Add the parameter Integrate /JournalRouterFiles for the integration location group and regenerate the integrate job. This will save all processed router files to
$HVR_CONFIG/jnl/<hub>/<chn>/YYYYMMDD
.These router files will provide us with a history of what HVR captured and submitted for integration. Additionally, you should do some regular housekeeping on the hub. For example, schedule the hvrmaint utility to manage disk utilization with option
–journal_keep_days=n
to periodically purge the router files aftern
days, i.e., 7.It is very important to schedule a frequent row-by-row and verbose HVR Compare so any mismatches are detected as soon as possible.

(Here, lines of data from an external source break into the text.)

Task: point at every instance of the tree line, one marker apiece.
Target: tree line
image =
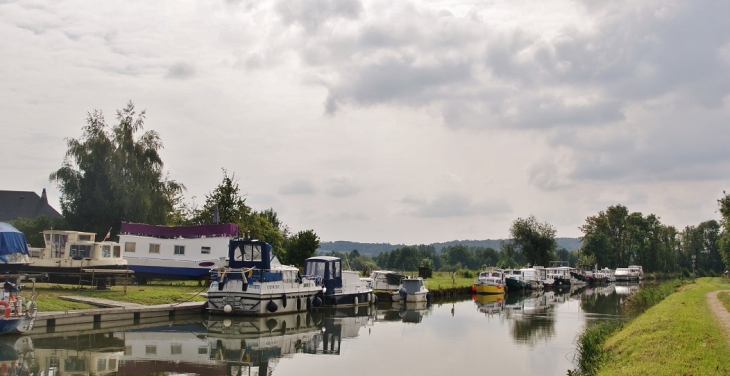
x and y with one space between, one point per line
612 238
114 174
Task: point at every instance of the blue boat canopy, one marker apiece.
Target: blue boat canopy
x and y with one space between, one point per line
11 240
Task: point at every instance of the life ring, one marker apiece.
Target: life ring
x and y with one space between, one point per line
7 308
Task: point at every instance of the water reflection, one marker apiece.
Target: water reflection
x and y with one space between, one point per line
409 312
537 326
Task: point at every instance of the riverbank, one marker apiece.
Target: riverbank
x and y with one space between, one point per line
679 336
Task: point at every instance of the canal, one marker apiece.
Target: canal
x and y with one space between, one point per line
519 334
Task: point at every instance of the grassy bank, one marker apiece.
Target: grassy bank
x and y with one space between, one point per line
591 353
678 336
47 295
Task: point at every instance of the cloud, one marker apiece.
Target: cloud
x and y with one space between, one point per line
181 71
298 187
452 204
311 14
341 186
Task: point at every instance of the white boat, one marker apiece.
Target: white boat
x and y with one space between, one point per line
13 248
559 272
490 281
255 283
339 287
386 280
626 275
638 270
536 276
412 290
66 253
182 252
17 313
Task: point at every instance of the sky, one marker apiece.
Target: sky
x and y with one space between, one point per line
403 122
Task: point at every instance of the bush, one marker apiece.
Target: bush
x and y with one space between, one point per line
590 347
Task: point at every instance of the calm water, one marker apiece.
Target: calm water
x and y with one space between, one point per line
522 334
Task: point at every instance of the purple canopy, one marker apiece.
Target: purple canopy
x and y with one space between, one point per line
226 229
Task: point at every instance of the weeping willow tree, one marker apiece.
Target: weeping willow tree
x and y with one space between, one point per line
114 173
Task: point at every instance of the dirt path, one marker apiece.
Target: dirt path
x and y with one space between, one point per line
722 316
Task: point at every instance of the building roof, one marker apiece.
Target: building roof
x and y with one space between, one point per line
25 204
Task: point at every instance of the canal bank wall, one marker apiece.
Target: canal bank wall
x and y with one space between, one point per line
113 314
436 293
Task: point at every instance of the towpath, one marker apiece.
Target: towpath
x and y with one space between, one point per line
722 316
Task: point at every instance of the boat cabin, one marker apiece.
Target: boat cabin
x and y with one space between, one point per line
412 285
75 245
327 270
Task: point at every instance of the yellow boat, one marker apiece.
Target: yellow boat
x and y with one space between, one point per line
490 282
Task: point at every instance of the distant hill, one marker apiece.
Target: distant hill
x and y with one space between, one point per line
374 249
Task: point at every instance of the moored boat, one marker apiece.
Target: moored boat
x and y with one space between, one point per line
339 287
17 314
490 281
559 273
181 252
255 283
515 280
626 275
412 290
386 280
66 253
13 248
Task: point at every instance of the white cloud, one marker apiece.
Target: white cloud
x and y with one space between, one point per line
403 122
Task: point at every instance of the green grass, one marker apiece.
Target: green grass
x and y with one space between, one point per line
47 295
678 336
443 280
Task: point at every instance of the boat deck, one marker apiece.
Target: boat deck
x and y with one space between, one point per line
114 314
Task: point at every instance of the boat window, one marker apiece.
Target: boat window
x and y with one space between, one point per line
79 250
101 364
315 268
130 246
248 252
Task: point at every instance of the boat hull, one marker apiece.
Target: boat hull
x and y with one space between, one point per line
349 300
262 299
489 289
10 325
419 297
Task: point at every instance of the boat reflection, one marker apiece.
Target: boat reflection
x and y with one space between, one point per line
92 353
16 355
489 304
408 312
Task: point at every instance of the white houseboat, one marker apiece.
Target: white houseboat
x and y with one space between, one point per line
255 283
412 290
13 248
386 280
182 252
339 287
68 253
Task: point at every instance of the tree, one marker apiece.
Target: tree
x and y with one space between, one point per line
112 174
724 240
33 228
533 240
227 200
300 247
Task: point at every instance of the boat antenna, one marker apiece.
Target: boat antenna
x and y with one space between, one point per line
348 262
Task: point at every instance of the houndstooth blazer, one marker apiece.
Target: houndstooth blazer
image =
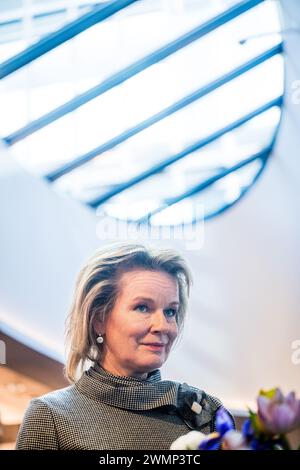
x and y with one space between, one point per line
105 412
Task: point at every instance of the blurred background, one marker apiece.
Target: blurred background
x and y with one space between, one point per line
170 122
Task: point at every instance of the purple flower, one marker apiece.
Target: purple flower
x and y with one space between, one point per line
278 414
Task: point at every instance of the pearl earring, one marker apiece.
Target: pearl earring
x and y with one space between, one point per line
100 339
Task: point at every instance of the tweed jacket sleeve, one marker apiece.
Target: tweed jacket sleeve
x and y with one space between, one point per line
37 430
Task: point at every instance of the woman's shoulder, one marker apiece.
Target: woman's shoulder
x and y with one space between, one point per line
51 401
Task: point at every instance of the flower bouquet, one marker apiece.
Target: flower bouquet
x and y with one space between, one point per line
265 429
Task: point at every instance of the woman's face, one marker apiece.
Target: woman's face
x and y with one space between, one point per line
141 328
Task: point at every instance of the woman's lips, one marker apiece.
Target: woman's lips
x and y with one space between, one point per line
154 346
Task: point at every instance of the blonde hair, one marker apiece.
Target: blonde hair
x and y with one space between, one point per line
97 289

If you anticipate that the compare will produce more output than the current hub can handle, move the channel to a less busy hub. It is important to note that the compare will almost always report differences, but that is typically due to 'in-flight data' – changes that have been committed at the source but have yet to be replicated to the target. Instead, it is the difference that persists across multiple runs that we need to consider ourselves with.
Once you've identified a mismatch, use column
update_date
or equivalent to determine when the row was last written at the source.Liaise with the source DBA and secure the DBMS transaction log(s) for the transaction that made the missed change.
We will then use a transaction log viewer to verify that the change, as well as the entire transaction containing that change, is indeed present in the transaction log(s). After all, it is possible that the application (temporarily) disables transaction logging, preventing HVR from capturing the changes.
Once you've identified a mismatch, use column
update_date
or equivalent to determine when the row was last written at the source.Attach or upload the transaction logs, router files, and .enroll* files to HVR.
In conclusion, work with your DBA to ensure that the transaction logs remain available for some time. For example, should we identify a missed change that took place a week ago, we will need the transaction log that was active at that time.
Advice will be provided based on the cause of the discrepancy. Once the data has been collected, upload the data to the ticket.
TIP: This may be requested multiple times to identify the issue.
Once we have enough information, it may be requested by support to schedule a refresh in the short term but wait for that action to be specifically requested else valuable information needed to troubleshoot may be lost.